Las revelaciones dadas a conocer por Musk sobre la inmensa componenda entre instituciones gubernamentales, políticas y la prensa para salvarle el trasero al hijo corrupto y enfermo del futuro “presidente” de la nación no debieran sorprender a nadie. Era cosa sabida, aunque todo el ”progrerío” en conjunto, el antitrumpismo y hasta algunos trumpistas que se niegan a aceptar la muerte del excepcionalismo norteamericano lo hayan negado en su momento, calificando como “conspiracionistas” a aquellos que señalaban que el FBI, el departamento de estado y representantes ciudadanos de ambos partidos intentaban sacar del poder al mandatario molesto y atravesáo.
Todos ellos seguirán negando el fraude, por supuesto, a pesar de las evidencias estadísticas y matemáticas que enmarcan al triunfo del “bidenismo” como un imposible práctico. Y negarán también, ya sea con su voto inocente y bonachón o con la incredulidad que otorga la costumbre, la muerte absoluta del excepcionalismo norteamericano, aquel que llegó a legarnos con certeza la cuasi ilusión de la libertad del hombre.

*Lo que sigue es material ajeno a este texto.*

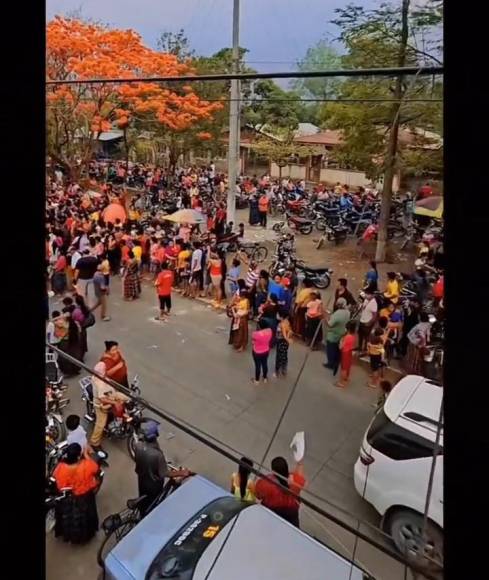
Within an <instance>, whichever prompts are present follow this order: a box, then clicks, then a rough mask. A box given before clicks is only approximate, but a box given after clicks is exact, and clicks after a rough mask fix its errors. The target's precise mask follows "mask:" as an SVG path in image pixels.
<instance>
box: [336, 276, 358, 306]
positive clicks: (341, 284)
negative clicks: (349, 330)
mask: <svg viewBox="0 0 489 580" xmlns="http://www.w3.org/2000/svg"><path fill="white" fill-rule="evenodd" d="M347 286H348V281H347V279H346V278H338V288H336V290H335V293H334V303H335V304H336V303H337V302H338V298H344V299H345V300H346V304H347V306H349V307H354V306H356V303H357V301H356V300H355V298H353V294H352V293H351V292H350V291H349V290H348V288H347Z"/></svg>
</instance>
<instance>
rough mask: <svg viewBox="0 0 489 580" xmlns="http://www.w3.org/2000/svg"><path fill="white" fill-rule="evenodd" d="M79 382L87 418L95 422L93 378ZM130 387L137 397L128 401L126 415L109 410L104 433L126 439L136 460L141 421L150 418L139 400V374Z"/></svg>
mask: <svg viewBox="0 0 489 580" xmlns="http://www.w3.org/2000/svg"><path fill="white" fill-rule="evenodd" d="M79 384H80V388H81V391H82V401H84V402H85V405H86V411H87V412H86V414H85V419H86V420H87V421H88V422H90V423H93V422H95V408H94V406H93V385H92V378H91V377H84V378H83V379H81V380H80V381H79ZM129 388H130V391H131V394H132V395H133V396H134V397H135V399H132V400H131V401H129V402H128V403H126V405H125V413H124V417H114V415H113V414H112V413H111V412H109V417H108V420H107V424H106V426H105V429H104V434H105V436H106V437H107V438H109V439H126V441H127V450H128V452H129V455H130V456H131V458H132V459H133V460H134V457H135V443H136V442H137V440H138V435H139V429H140V427H141V423H143V422H145V421H149V418H148V417H144V416H143V410H144V407H143V406H142V404H141V403H140V402H139V400H138V399H139V397H140V395H141V389H140V388H139V380H138V377H137V375H136V376H135V377H134V380H133V381H132V383H131V385H130V387H129ZM126 415H127V416H126Z"/></svg>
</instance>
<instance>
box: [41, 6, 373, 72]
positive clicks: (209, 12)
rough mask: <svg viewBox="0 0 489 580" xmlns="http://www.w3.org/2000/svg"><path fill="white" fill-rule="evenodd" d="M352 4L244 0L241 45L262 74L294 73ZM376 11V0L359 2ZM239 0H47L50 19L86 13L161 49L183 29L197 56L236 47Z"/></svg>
mask: <svg viewBox="0 0 489 580" xmlns="http://www.w3.org/2000/svg"><path fill="white" fill-rule="evenodd" d="M350 1H352V0H241V18H240V29H241V36H240V45H241V46H243V47H245V48H248V49H249V51H250V52H249V53H248V54H247V57H246V61H247V62H248V63H249V64H250V66H251V67H252V68H254V69H256V70H259V71H271V72H277V71H285V70H291V69H292V68H295V67H294V64H295V63H296V62H297V60H298V59H300V58H302V57H303V56H304V54H305V53H306V51H307V49H308V48H309V47H310V46H312V45H314V44H315V43H316V42H318V41H319V40H321V39H326V40H334V37H335V34H336V35H337V30H336V29H335V27H334V25H332V24H330V22H329V21H330V20H331V19H332V18H333V17H334V9H335V8H337V7H342V6H345V5H346V4H348V3H349V2H350ZM354 3H355V4H363V5H364V6H366V7H367V6H368V7H371V6H373V5H374V4H377V2H376V0H356V1H355V2H354ZM232 7H233V0H46V12H47V18H48V20H49V19H51V18H52V17H53V16H54V15H64V14H67V13H69V12H70V11H73V10H78V9H81V14H82V16H84V17H86V18H87V17H90V18H93V19H95V20H100V21H102V22H104V23H106V24H109V25H111V26H114V27H115V28H132V29H134V30H135V31H136V32H138V33H139V34H140V35H141V36H142V37H143V39H144V42H145V44H146V45H148V46H150V47H152V48H156V41H157V39H158V37H159V35H160V33H161V32H163V31H171V32H177V31H178V30H179V29H180V28H183V29H184V30H185V32H186V34H187V36H188V38H189V39H190V41H191V45H192V48H194V49H195V50H196V52H197V54H200V55H203V56H209V55H211V54H213V53H215V52H217V51H218V50H220V49H221V48H224V47H229V46H231V41H232Z"/></svg>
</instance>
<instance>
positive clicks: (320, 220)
mask: <svg viewBox="0 0 489 580" xmlns="http://www.w3.org/2000/svg"><path fill="white" fill-rule="evenodd" d="M314 225H315V226H316V229H317V230H318V232H324V231H325V230H326V228H327V227H328V222H327V221H326V220H325V219H324V218H318V219H317V220H316V223H315V224H314Z"/></svg>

América (en el sentido del concepto territorial de los Estados Unidos) está muerta y enterrada, no sólo porque quienes han pujado porque tal cosa ocurra han alcanzado el éxito, sino porque la severidad del curso de la historia así lo ha determinado. Un nuevo mundo se abre ante nosotros, como aquel infierno inevitable del Apocalipsis bíblico. Nos acostumbraremos a morar en él. Y por lo pronto, no esperen culpables ni juicios sumarios ni castigos. Nada sucederá. Nada que impida que el “devenir glorioso del futuro” llegue para quedarse entre nosotros.